Check Fraud Incidence Is Rising

    GRAND RAPIDS — Check fraud costs companies an estimated $10 billion a year and is increasing at an annual rate of 15 percent to 20 percent.

    According to federal agencies, more than 2 million fraudulent checks are written in the United States each day, and check fraud now outpaces credit card, loan and ATM fraud.

    The widespread availability of desktop publishing technology has made check fraud much easier to perpetuate, said Evan Davis, assistant vice president of Fifth Third Bank.

    A lot of organizations print their own checks and the same check printing software is available to criminals, Davis pointed out. For $40 anyone can buy more than 100 blank checks at an office supply store.

    Who’s negligent in check fraud? The risk is allocated to the party that was in the best position to prevent the fraud, and what it usually comes down to is that the company was in the best position, Davis said. The company’s bank is liable only to the extent of its responsibilities as spelled out in the account agreement.

    What can a company do to protect against check fraud? Currently, 40 percent of check fraud is internal, perpetuated from within by employees, agents or others frequenting company offices. Internal risks can be mitigated by securing the company’s check stock, careful auditing and hiring practices and, most importantly, timely account reconciliation, Davis said.

    “Timely reconciliation is going to save you every time. How often do you review your account activity and how detailed do you get?” Davis asked. “Is it a once-a-month or quarterly process?

    “Who’s writing the checks? Does the same person who controls the check stock and has authority to write checks also have the responsibility for reconciling the bank statement? That’s step A, B and C right into check fraud. You want to take a look at separation of duties.”

    Whether it’s preprinted or blank check stock, the key is to buy check stock that’s difficult to alter. Common check security features include watermarks, foil printing, holograms, void pantograph, alteration-sensitive paper, color staining and thermal ink.

    Davis recommends that companies that print their own checks use a combination of security features.

    Banks have a tool that can help reduce the risk of check fraud. Fifth Third’s “Positive Pay” service uses daily account reconciliation for early detection of fraud.

    It’s not a check fraud prevention tool, Davis said, because there’s no silver bullet in the industry that will prevent a criminal from printing checks using a stolen company account number.

    The Positive Pay system detects check fraud the day it occurs.

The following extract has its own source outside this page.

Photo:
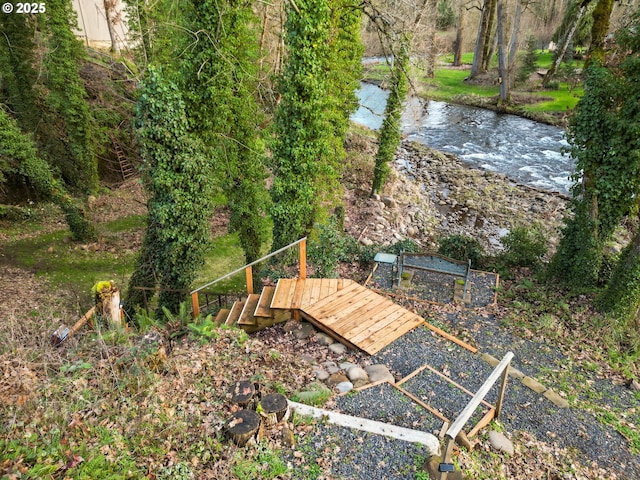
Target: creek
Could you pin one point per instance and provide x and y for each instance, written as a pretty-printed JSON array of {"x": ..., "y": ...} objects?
[{"x": 526, "y": 151}]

Every check that clears the company’s account is compared against the check registers the company has sent to the bank, Davis explained.

    “The bank is acting as one of your agents. We’re doing the comparison for you — not the person who wrote the check, but a third party. We detect check number and encoding errors. The goal is to identify suspect activity on your account. That suspect activity is reported to you on a daily basis.”

    The average number of fraudulent checks that will clear on an account when fraud occurs is 14, he noted.

    Automated Clearing House (ACH) — or electronic funds transfer — fraud is expected to increase, too, said Beth Cronenweth, an assistant vice president and e-business product representative.

    In the third quarter of 2002, nearly 1.5 billion electronic transactions were processed through the ACH network. Of those, 97.5 million were e-check or check conversion transactions.

    Every check conversion application developed thus far has been consumer based, but there’s a lot of discussion in the industry about check conversions for corporate accounts, Cronenweth said.

    Under ACH rules, if a bank receives a transaction posted to an account number, it doesn’t have to review the name of the person who conducted the transaction. As long as the account and routing numbers are correct, that’s all the bank is liable for reviewing and posting, she explained.

    “It does offer some ways that consumers can perpetrate fraud against business accounts that did not exist before. We don’t have good statistics on ACH fraud but we do track the unauthorized transactions that are returned through the ACH network. The return for unauthorized activity is extremely low.”

    Right now it’s low, but NACHA, the nonprofit trade association that governs the ACH network, recognizes that people are getting smarter about electronic transactions, Cronenweth said. She said any bank experiencing a high level of unauthorized transactions for electronic payments had better start tracking them to figure out who originated and who received them.

    “Those rules are being put in place as we speak. We have to be careful of what’s coming up.”